Eles levam a vida na ponta dos dedos
por JANAÍNA LIMA
“Luiz, respeita os oito baixos do seu pai”, O último verso da canção Forró do Januário, de Luiz Gonzaga, mostra um pouco a tradição da sanfona na herança histórico-cultural nordestina. Instrumento essencial na composição do estilo conhecido como forró pé-de-serra, a sanfona, juntamente com o triângulo e a zabumba, é, ou já foi, instrumento de trabalho para muita gente. O mais importante desses profissionais é sem dúvida Luiz Gonzaga. Filho ilustre de Exu, cidade do sertão pernambucano, Gonzagão divulgou a música nordestina em todo mundo e deixou um legado de dezenas de músicas que se tornaram clássicos da MPB.
Não é preciso pensar muito para lembrar de: Légua Tirana, Assum Preto, Sabiá, Paulo Afonso, Vida de Viajante, Xote das Meninas, Baião, entre outras. Gonzagão partiu, mas deixou muitas sementes por aqui. O Forró Especial do JC foi atrás desses seguidores de Seu Lua e conta hoje a história de quatro sanfoneiros pernambucanos: Dominguinhos, Camarão, Arlindo dos Oito Baixos e Diego.
Considerado o herdeiro direto de Gonzagão, Dominguinhos começou a tocar sanfona com apenas oito anos de idade. “Meu pai era afinador de sanfonas e meu irmão já tocava. Comecei nos oito baixos do meu pai, e só aos 11 anos passei para a de 48 baixos”, relembra Dominguinhos. Outro momento inesquecível nos 38 anos de carreira do músico, é o primeiro encontro com Gonzagão. “Estávamos eu e meu irmão tocando em frente ao Hotel Tavares Correia, em Garanhuns. Gonzaga estava jantando e nos levaram para conhecê-lo. Nunca tinha ouvido falar em Luiz Gonzaga e fiquei admirado quando ele nos deu um bolo de dinheiro”, conta Domingos, que alguns anos depois, aos 16 anos, passou a participar dos discos do sanfoneiro.
Quem também teve um encontro decisivo com Luiz Gonzaga foi Arlindo dos Oito Baixos. Natural de Sirinhaém, zona da mata pernambucana, Arlindo descobriu o instrumento aos dez anos, quando ainda auxiliava o pai na lida da cana. “Comecei nos oito baixos, mas logo passei para a sanfona grande. Só depois, por um pedido de Gonzaga é que voltei para a de oito baixos. Ele disse que poucas pessoas tocam esse tipo, então eu podia me destacar”, diz Arlindo.
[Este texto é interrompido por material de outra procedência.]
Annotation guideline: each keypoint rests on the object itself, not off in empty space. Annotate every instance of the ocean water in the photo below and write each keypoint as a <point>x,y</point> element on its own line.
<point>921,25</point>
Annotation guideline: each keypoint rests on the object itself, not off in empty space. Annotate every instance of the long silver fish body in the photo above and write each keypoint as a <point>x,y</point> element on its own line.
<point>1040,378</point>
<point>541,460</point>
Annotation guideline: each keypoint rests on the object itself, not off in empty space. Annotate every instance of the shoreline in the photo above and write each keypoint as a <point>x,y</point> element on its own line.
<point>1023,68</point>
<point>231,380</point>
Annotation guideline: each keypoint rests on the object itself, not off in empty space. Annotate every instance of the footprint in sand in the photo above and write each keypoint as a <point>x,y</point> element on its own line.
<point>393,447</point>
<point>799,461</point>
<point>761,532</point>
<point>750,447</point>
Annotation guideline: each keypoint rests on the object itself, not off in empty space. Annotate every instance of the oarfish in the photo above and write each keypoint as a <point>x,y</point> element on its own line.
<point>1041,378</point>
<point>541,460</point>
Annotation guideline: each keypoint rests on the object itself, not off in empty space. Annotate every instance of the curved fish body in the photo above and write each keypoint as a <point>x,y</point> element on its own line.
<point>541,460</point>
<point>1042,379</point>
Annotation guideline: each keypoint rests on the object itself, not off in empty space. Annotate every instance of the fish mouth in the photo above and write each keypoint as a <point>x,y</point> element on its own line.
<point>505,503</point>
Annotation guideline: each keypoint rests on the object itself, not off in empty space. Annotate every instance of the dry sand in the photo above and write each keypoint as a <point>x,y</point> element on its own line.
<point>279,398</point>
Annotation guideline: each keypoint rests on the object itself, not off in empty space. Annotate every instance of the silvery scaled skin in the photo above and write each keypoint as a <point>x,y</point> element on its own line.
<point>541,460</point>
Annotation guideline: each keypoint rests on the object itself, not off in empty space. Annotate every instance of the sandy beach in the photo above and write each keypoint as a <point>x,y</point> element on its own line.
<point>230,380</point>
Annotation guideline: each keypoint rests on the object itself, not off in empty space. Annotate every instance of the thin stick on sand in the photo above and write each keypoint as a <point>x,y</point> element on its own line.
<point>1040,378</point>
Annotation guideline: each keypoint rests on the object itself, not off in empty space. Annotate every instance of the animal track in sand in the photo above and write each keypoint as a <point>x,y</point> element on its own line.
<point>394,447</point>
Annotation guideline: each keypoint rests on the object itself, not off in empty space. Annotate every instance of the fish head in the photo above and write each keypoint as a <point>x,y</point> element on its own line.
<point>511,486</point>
Dentre as lembranças do Rei do Baião, Arlindo destaca o temperamento impulsivo como uma de suas marcas. “Num show no Teatro Pixinguinha, em São Paulo, ele parou o show de repente, pegou minha sanfona e botou no chão. Depois, me pediu a flanelinha e enxugou a testa dizendo: “Tem muito artista que não enxuga o suor no palco, eu enxugo porque sou Luiz Gonzaga”. A platéia morreu de rir”, afirma.
Já o músico Camarão toca sanfona há quase 50 anos. Mais uma vez, os oito baixos foram a primeira lição do sanfoneiro. “Apenas com 18 anos é que comecei na sanfona de teclas, mas desde os cinco já tocava”, explica ele. Atualmente, Camarão dá aulas para quem se interessa em aprender a sorfejar. “Prefiro utilizar músicas de Gonzaga para as lições dos alunos, pois ele usava as duas mãos muito bem, o que não é fácil. Suas músicas são ideais para quem está aprendendo”, observa o mestre. Há vários anos sem gravar, Camarão acaba de assinar os arranjos do CD Forró Verso e Viola e do primeiro disco da banda Quenga de Coco.
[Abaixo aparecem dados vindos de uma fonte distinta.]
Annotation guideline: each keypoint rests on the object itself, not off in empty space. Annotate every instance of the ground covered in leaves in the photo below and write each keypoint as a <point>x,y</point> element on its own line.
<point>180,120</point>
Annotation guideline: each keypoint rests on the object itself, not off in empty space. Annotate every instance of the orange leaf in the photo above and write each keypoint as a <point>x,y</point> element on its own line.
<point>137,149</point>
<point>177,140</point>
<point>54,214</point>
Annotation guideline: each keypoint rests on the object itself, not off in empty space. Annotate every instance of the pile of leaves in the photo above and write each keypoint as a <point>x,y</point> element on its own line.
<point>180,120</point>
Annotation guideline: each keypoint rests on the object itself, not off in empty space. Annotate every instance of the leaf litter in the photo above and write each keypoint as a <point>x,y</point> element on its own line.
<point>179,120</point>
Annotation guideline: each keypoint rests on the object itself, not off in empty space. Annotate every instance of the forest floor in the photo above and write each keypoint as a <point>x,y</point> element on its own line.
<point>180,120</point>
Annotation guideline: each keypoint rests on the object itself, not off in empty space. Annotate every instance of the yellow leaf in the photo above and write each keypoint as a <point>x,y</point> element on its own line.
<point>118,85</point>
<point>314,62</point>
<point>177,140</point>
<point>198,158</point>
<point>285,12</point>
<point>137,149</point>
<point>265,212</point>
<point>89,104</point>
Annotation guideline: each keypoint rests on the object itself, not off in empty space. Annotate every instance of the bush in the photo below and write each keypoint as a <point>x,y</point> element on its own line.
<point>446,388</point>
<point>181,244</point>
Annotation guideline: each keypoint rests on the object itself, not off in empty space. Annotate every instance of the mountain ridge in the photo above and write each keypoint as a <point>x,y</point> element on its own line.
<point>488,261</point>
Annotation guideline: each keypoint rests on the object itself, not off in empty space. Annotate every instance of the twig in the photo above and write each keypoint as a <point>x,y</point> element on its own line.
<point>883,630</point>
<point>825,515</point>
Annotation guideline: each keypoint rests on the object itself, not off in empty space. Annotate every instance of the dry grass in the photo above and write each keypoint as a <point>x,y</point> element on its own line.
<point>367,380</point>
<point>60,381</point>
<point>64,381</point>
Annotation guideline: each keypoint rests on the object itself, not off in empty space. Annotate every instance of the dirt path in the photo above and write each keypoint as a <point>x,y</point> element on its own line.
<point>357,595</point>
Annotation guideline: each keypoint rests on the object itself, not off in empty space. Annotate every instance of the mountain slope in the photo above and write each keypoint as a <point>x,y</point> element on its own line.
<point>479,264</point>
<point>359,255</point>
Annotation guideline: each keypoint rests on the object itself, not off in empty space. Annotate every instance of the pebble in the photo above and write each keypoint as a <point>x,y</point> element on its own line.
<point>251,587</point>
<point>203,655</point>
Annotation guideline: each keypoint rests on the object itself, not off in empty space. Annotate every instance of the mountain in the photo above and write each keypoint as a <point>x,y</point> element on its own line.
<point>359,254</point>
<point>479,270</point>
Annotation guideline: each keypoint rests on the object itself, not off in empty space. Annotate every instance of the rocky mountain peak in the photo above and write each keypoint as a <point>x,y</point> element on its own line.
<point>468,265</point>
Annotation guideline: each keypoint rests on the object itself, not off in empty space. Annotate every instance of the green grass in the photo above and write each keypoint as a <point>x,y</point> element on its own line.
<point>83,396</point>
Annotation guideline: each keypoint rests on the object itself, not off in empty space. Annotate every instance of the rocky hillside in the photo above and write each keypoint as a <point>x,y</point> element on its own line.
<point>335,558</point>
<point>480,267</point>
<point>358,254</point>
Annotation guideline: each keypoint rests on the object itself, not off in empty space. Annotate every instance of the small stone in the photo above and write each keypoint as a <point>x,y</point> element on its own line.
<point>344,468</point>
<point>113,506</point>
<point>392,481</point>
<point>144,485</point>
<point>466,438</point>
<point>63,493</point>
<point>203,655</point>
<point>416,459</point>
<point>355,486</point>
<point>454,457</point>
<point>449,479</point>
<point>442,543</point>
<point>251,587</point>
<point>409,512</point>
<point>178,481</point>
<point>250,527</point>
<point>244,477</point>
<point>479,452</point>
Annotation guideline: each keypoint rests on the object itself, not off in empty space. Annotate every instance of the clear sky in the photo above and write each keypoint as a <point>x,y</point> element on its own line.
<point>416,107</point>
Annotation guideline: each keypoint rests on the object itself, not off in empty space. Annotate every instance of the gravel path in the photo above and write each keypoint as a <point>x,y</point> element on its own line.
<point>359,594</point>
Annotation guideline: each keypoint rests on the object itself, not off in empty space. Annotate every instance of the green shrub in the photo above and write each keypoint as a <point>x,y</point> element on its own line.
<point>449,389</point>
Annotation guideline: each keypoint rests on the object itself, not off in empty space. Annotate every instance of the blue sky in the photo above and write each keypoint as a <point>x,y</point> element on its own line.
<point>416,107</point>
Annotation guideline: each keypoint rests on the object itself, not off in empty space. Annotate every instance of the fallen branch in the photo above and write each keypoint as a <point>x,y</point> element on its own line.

Da nova geração de tocadores de sanfona, vem se destacando Diego Reis, o sanfoneiro da Banda Quenga de Coco. “Meu pai é de Carpina e minha mãe de Caruaru, por isso cresci ouvindo forró lá em casa. Com 18 anos, veio a vontade de aprender a tocar e tive algumas aulas com Cecinho. Há dois anos criamos a banda e passei a tocar profissionalmente. Mas ainda tenho muito o que aprender”, declara Diego, que hoje é aluno de Camarão. Ele bem sabe que tem que respeitar os oito baixos do “pai”.